Advertisement

Tossed jacket fires up Lynx to 83-71 win over Fever, tie WNBA Finals

MINNEAPOLIS - Minnesota Lynx coach Cheryl Reeve's jacket never had a chance Wednesday night at Target Center.

Turns out neither did the Indiana Fever after Reeve flung her jacket down the sidelines in a third-quarter rage that fueled the Lynx to an 83-71 Game 2 victory, sending the WNBA Finals back to Indianapolis tied at a game apiece.

That jacket never got wrapped around Reeve's shoulders again, not once the Lynx turned their outrage into a lead that grew to as much as 15 points in the fourth quarter.

The Lynx trailed by as many as 12 points in the second quarter, but chipped the deficit to two points by halftime and tied the game late in the third quarter before Lindsay Whalen had the ball ripped away from her on a dribble drive with no foul whistled.

Whalen gestured emotionally for the call and Reeve soon followed, ripping off her jacket and flinging it before she was done protesting before a home crowd announced at a sellout of 13,478.

She also tried to rip off the battery pack from being miked for the game's ESPN broadcast - an intention that caused fans in the front row to duck - but never untangled it enough to toss it.

"She always sets the tone," Whalen said of her coach. "So intense, you can't just help be passionate about it. We want to fight so hard for each other and for her. She definitely fires you up and gets you going because you know she's into it."

Both Whalen and Reeve were called for technical fouls - Reeve's assistant coaches blocked her path to the officials and shielded their view, perhaps preventing an ejection from the game - and Tamika Catchings made both free throws to give the Fever a 50-48 lead with three minutes left in the third quarter.

But from there, the Lynx went on an 23-7 run that ended the third quarter, began the fourth and provided a 66-57 lead with 7:21 left from which the Fever never recovered.

"Clearly, I wasn't happy in that moment," said Reeve, who chose her words carefully because of all the WNBA officials who attend the Finals. "I wasn't happy about the way the game was officiated, period. But that's all I'm going to say."

Maya Moore punctuated that run with a driving layup and three-point play that gave the Lynx the lead for good, at 57-55 late in the third quarter.

Seimone Augustus followed later with an important three-point shot and then Whalen provided consecutive baskets on a night when Indiana once again played without injured star forward Katie Douglas.

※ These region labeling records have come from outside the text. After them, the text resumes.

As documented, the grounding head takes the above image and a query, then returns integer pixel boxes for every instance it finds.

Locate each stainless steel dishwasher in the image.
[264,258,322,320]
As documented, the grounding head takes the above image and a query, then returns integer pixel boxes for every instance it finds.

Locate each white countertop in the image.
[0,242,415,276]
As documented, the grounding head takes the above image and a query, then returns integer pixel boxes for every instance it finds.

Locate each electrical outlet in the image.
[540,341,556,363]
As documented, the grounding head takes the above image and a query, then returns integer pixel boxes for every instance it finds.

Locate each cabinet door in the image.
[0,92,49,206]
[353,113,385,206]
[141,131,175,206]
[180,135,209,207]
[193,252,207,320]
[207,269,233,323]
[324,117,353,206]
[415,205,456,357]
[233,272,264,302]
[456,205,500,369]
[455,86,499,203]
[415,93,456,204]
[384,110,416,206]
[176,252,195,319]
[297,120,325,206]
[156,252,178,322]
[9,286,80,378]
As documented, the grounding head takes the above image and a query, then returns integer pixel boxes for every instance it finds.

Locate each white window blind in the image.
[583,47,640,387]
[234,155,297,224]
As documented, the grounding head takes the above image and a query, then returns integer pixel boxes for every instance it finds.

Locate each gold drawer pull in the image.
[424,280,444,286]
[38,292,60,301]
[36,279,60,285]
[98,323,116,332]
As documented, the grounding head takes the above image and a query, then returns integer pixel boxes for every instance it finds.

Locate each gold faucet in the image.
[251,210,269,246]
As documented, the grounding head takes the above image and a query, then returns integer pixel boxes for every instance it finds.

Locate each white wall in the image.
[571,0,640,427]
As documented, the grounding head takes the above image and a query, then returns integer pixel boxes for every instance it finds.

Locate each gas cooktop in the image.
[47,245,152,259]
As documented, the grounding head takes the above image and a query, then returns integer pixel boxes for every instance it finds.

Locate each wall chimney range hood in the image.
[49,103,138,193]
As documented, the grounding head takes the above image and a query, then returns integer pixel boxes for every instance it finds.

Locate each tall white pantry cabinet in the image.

Augustus scored 23 of her 27 points - including all three three-pointers - in the second half and Moore added 23.

"More than anything, Seimone Augustus went against us," Catching said when asked if a sellout crowd fired up by Reeve's jacket toss went against the Fever. "That's what happened."

Catchings scored 27 for Indiana, which won Game 1 of this best-of-five series 76-70 on Sunday.

"As a team, we didn't step up to the plate when we needed to, when we should have rallied and came closer to together," Catchings said. "It's like we came apart a little bit, and we can't afford to do that, not with the defending champ."

NOTES - Indiana reserve guard Jeanette Pohlen injured her left knee after playing fewer than two minutes in the first half and did not return to the game... Douglas remained in Indianapolis on Wednesday, still hobbled by a sprained ankle in an Eastern Conference title-clinching victory over Connecticut that also kept her out of Game 1 of the WNBA Finals Sunday. Shavonte Zellous again started in her place...Augustus says she's focused on leading her team to its second consecutive WNBA title, but she also has come out strong publicly in her opposition to a Minnesota constitutional ballot amendment in November's election that would define marriage as between a man and a woman. Augustus is gay and plans to marry her fiancée in May. "I would hope so, this is a serious issue," she said when asked if her support of gay marriage will change some voters' minds. "It's time for people to be a little more open-minded about equal rights as far as marriage goes."... Augustus was named WNBA Finals MVP last season for averaging nearly 25 points a game in a sweep of Atlanta. She entered Game 2 Wednesday averaging a team-high 20 points in the playoffs. Reeve said Augustus doesn't need to win the award again for her team to repeat, but she does need to play like one. "If Seimone is not even in the (MVP) discussion, we've got a big problem."